Après son plébiscite, les membres du conseil national n'avaient qu'un seul sujet de conversation: les enjeux du retour de Ouyahia.

Comme prévu, Ahmed Ouyahia a été plébiscité, hier, à la tête du RND, à l'occasion d'une réunion du conseil national qui s'est tenue à Zéralda (Alger). Après son plébiscite, les membres du Conseil national n'avaient qu'un seul sujet de conversation: les enjeux du retour de Ouyahia.
Ainsi, deux ans après avoir été poussé à la démission, M.Ouyahia, nommé entre-temps directeur de cabinet de la présidence de la République, marque son retour «triomphal» aux commandes du deuxième parti du pouvoir.
Et en présence de la majorité de ses contestataires, à l'origine de son départ en janvier 2013.
Le passage de Abdelkader Bensalah, lui aussi poussé à la démission, au secrétariat général du RND a été caractérisé par une quasi-absence du parti sur la scène politique nationale. Ses prises de position étaient timides au moment où la conjoncture exigeait une présence permanente.
Ce qui a nécessité le recours à un homme de charisme et M.Ouyahaia est connu par son caractère offensif.
C'est la majorité des membres du conseil national qui ont réclamé le retour de «l'homme des sales besognes», même si ce retour répond certainement à des exigences autrement plus politiques qu'organiques, liées à la gestion de cette conjoncture particulière pour le système politique.
Cela étant dit, dans son premier discours prononcé juste après son plébiscite, Ahmed Ouyahia a expliqué que sa mission est d'abord de rassembler les rangs du parti «sans esprit de revanche ni volonté d'exclusion».
Cela avant d'étaler sa feuille de route qui peut être résumée en l'opposition à l'opposition et le soutien indéfectible au pouvoir et au gouvernement.
Alors que sous la direction de Bensalah, le RND observait une position de tergiversations à l'égard du projet du FFS concernant l'organisation d'une conférence nationale de consensus, Ahmed Ouyahia est on ne peut plus clair.
«Notre parti (...) s'opposera également à toute tentative de substituer la volonté de conclaves politiques aux choix souverains du peuple par la voie des urnes», a-t-il assuré.
M.Ouyahia entend aussi veiller à «une participation active du Rassemblement au débat politique» pour défendre, bien évidemment, les projets du système politique.
D'ailleurs, l'orateur ne tardera pas à exprimer la volonté de son parti de reconstruire l'Alliance présidentielle, démolie après le retrait du MSP et les divergences entre le RND et le FLN sur certaines questions de fond.
«Notre Rassemblement, a lancé M. Ouyahia, appelle les partis avec lesquels il partage des choix politiques majeurs à travailler ensemble au sein d'un pôle destiné à conforter collectivement notre soutien au président de la République et à renforcer la voix de la majorité».
L'appel est lancé à l'adresse des autres partis au gouvernement, à savoir le FLN de Amar Saâdani, le MPA de Amara Benyounès et le TAJ de Amar Ghoul.
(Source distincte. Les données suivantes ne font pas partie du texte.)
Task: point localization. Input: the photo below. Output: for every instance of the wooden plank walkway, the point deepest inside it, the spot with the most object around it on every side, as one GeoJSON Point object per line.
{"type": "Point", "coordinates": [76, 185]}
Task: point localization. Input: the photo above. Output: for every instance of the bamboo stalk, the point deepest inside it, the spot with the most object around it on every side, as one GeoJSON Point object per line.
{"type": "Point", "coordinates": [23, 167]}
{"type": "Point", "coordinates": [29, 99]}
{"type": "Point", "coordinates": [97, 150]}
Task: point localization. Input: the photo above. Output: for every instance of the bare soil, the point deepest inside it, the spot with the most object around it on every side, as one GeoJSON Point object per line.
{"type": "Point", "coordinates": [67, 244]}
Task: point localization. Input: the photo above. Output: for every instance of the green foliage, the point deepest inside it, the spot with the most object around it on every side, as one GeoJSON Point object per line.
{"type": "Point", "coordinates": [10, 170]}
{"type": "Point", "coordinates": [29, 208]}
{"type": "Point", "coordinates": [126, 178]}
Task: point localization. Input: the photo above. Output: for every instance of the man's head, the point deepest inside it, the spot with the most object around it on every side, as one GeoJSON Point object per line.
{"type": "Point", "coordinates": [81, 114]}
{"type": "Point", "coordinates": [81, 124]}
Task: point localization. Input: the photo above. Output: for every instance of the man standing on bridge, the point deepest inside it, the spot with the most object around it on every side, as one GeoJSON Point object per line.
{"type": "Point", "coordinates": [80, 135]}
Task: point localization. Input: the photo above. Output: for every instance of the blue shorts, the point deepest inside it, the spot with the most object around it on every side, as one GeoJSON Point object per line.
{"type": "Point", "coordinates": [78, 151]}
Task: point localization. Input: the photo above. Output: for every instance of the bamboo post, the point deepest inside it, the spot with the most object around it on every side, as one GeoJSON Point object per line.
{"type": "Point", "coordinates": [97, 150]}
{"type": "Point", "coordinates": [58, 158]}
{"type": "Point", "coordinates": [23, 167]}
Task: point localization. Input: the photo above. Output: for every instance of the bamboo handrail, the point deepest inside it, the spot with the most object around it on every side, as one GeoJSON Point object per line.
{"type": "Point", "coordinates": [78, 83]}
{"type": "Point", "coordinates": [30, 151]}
Le revenant à la tête du RND, à qui le chef de l'Etat a confié les consultations sur la révision de la Constitution qui tarde à voir le jour, a réitéré l'engagement du RND, la deuxième béquille du pouvoir après le FLN, aux côtés du président Bouteflika. Le RND renouvelle au président l'assurance de son «soutien indéfectible dans tous les domaines et en toutes circonstances pour la mise en oeuvre de son programme et la réussite des grands chantiers qu'il a ouverts».
Aussi, le RND, par la voix de son ex-nouveau secrétaire général, a apporté son soutien au gouvernement de Abdelmalek Sellal dont plusieurs ministres sont jetés en pâture. «Nous continuerons aussi à soutenir le gouvernement au sein duquel notre parti compte des représentants», a affirmé M.Ouyahia, ajoutant que son parti «assumera clairement son statut de partie prenante de la majorité parlementaire».
Selon l'orateur, le RND «militera pour l'accélération des réformes au service du développement et de la souveraineté économique de l'Algérie».